In 2018 the Illumination Fund commissioned a national Harris Poll that found that 87% of Americans surveyed believe that the arts help people overcome a traumatic event.
The Arts in Addressing Aging-Related Diseases
On November 28, 2018, LMTIF hosted a gathering to explore the role of the arts to help address aging-related diseases at the Mark Morris Dance Studio in Brooklyn, featuring Dance for PD (Parkinson’s disease), Arts & Minds, and The Creative Center at University Settlement. The gathering also featured a special performance of a monologue from Colman Domingo’s extraordinary play, Dot, performed by Denise Burse, who starred in Kenny Leon’s production at RestorationART’s Billie Holiday Theater in Bedford Stuyvesant.
“The arts are a creative outlet, they can spark memory, provide physical and psychological support, and, engaging in the arts with others can help build community as well as lower stigma and social isolation, not just for the person suffering from illness, but for his or her family and caregivers,” said Laurie M. Tisch, president and founder of the Illumination Fund. “The organizations we support are working in all of these areas and at the same time are helping to level the playing field, so that more people have the support they need.”
Aging-related diseases cut across social, ethnic and economic boundaries. Engagement in the arts can be a critical tool to help people cope with illness and improve their outlook and quality of life. Engagement in the arts also decreases isolation and builds community not only for the person living with an illness, but for family and caregivers. There is a wide gap in quality of life for aging populations in New York between those with financial resources and those without. Support from the Illumination Fund is intended to help organizations serve more people, build capacity within their organizations and level the playing field.
DISPARITIES and STIGMA in AGING-RELATED DISEASE
The convenings brought attention to disparities in both rates of aging-related disease and access to care among poor and minority populations. Stress, due to poverty, discrimination, adversity and trauma is thought to impact aging-related disease rates in African American and Latinx populations. Higher rates of cardiovascular disease and diabetes are also thought to be factors in increased risk for Alzheimer’s and other dementias among lower-income and minority populations.

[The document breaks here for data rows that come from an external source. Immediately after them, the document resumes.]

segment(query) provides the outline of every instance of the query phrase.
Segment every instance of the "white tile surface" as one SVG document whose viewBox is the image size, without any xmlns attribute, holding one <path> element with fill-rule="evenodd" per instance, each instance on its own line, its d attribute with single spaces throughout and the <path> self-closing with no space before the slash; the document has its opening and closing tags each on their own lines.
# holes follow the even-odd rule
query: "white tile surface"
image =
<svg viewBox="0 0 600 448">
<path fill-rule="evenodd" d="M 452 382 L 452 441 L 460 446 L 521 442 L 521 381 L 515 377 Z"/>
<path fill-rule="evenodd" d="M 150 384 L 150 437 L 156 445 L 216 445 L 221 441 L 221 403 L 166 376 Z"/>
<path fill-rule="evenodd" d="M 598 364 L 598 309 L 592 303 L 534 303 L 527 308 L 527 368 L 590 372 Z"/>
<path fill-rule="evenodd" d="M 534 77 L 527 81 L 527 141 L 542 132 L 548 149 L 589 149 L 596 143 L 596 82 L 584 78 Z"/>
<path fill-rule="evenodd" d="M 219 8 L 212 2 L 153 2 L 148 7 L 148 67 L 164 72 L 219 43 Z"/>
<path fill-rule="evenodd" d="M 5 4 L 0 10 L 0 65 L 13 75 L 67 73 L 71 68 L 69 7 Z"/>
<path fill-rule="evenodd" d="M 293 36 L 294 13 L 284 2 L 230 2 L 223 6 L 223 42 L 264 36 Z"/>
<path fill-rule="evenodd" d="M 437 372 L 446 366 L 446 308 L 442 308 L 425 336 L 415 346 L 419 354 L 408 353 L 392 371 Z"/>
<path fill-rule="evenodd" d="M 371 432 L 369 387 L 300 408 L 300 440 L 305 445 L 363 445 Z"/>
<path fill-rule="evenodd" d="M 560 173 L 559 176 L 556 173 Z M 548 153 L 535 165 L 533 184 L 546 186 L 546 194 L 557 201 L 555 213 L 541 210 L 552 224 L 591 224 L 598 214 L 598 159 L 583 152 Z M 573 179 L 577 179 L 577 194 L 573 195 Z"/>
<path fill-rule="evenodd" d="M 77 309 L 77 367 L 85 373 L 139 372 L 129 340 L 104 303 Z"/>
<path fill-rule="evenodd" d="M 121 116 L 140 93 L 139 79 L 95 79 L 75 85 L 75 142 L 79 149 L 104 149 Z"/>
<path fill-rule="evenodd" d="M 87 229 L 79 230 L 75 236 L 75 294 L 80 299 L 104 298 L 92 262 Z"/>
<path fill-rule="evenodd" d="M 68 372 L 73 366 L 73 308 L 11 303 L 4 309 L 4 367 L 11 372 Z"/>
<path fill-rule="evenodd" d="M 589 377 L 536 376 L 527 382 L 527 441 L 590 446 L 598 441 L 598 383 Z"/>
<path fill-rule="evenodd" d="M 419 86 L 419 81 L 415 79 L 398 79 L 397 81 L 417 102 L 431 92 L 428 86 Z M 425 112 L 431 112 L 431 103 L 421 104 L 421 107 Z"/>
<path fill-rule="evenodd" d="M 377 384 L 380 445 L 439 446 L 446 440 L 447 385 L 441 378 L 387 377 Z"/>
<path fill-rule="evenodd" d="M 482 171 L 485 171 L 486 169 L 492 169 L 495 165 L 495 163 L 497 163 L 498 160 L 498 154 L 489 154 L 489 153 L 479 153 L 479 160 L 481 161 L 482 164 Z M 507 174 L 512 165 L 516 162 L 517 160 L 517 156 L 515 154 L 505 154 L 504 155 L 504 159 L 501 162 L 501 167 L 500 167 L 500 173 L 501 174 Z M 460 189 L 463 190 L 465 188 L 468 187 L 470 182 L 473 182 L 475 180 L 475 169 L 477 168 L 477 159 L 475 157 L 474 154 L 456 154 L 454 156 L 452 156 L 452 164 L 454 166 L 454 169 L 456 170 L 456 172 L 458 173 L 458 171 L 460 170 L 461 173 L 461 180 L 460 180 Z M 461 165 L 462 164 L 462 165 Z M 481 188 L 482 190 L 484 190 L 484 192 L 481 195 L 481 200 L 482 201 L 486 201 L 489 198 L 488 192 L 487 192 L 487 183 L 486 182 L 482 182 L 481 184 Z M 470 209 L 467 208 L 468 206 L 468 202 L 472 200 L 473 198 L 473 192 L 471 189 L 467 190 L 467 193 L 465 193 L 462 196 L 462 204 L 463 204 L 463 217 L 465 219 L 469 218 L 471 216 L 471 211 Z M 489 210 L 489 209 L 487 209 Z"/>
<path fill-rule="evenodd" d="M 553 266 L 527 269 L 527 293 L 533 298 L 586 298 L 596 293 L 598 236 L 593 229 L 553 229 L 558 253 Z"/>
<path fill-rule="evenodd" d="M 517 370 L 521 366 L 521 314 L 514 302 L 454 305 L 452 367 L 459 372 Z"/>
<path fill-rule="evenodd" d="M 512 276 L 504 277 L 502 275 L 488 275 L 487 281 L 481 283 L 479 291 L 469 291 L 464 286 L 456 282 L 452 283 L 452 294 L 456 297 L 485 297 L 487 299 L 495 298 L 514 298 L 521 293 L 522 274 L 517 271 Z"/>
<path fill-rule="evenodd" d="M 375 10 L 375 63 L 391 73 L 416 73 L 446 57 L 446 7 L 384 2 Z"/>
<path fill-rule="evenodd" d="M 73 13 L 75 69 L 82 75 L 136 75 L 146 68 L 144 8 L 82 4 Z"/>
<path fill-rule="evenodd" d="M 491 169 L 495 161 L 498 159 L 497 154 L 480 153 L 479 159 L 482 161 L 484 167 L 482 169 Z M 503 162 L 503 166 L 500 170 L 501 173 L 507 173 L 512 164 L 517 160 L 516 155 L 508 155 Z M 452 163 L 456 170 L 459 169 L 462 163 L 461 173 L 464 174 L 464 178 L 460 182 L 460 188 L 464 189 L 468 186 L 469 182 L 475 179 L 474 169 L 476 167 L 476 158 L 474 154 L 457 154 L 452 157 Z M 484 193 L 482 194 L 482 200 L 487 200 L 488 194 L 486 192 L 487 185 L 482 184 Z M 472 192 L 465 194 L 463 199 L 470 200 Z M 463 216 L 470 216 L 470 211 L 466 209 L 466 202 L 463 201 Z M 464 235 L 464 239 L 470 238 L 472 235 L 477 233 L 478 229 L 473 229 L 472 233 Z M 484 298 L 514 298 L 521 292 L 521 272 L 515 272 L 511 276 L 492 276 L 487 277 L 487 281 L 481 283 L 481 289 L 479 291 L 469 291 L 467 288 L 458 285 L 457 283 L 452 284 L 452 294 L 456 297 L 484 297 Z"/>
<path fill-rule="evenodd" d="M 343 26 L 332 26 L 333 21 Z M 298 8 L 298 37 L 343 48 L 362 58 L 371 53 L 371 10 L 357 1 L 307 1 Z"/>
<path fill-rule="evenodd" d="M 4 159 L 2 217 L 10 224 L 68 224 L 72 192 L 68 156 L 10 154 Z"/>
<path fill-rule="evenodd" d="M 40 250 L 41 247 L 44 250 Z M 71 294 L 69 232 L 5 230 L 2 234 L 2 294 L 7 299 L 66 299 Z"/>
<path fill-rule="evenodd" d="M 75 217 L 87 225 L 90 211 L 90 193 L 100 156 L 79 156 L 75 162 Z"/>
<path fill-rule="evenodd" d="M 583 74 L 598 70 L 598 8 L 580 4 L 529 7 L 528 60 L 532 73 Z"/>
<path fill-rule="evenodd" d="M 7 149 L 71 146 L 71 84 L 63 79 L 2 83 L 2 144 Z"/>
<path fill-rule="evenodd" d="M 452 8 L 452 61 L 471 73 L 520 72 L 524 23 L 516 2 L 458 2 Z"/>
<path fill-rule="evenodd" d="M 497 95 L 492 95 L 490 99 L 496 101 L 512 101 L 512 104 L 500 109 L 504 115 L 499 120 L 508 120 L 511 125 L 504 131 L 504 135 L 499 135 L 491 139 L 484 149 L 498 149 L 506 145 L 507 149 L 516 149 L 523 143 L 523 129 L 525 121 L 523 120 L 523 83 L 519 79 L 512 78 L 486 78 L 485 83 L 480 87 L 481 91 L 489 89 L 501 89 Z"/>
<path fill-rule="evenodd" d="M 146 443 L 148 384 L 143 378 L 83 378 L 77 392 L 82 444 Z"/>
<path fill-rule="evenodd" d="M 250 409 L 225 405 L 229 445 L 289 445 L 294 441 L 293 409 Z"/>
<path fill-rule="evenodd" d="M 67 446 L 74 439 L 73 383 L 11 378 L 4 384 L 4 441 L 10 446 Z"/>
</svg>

Gender plays another significant role. Almost two-thirds of Americans with Alzheimer’s are women. But women who suffer from Alzheimer’s and Parkinson’s are less likely to have informal care from spouses, family and communities. A recent study shows that women with Parkinson’s tend to lack much-needed support from informal caregivers such as spouses, family members and paid health aides. Female patients are more frequent users of formal, paid caregiver services than male patients.
Stigmas and misconceptions associated with dementia and Parkinson’s are widespread. . People with dementia and Parkinson’s, and their families, are often isolated, or hidden, because of stigma or the possibility of negative reactions from neighbors, relatives, friends or employers. . People with dementias and Parkinson’s often conceal their diagnoses because of concerns about being treated differently or avoided in social situations and this may contribute to feelings of hopelessness and frustration. As with cancer and HIV, fear and stigma associated with Alzheimer’s disease, related dementias or Parkinson’s may cause individuals to delay seeking a diagnosis and care.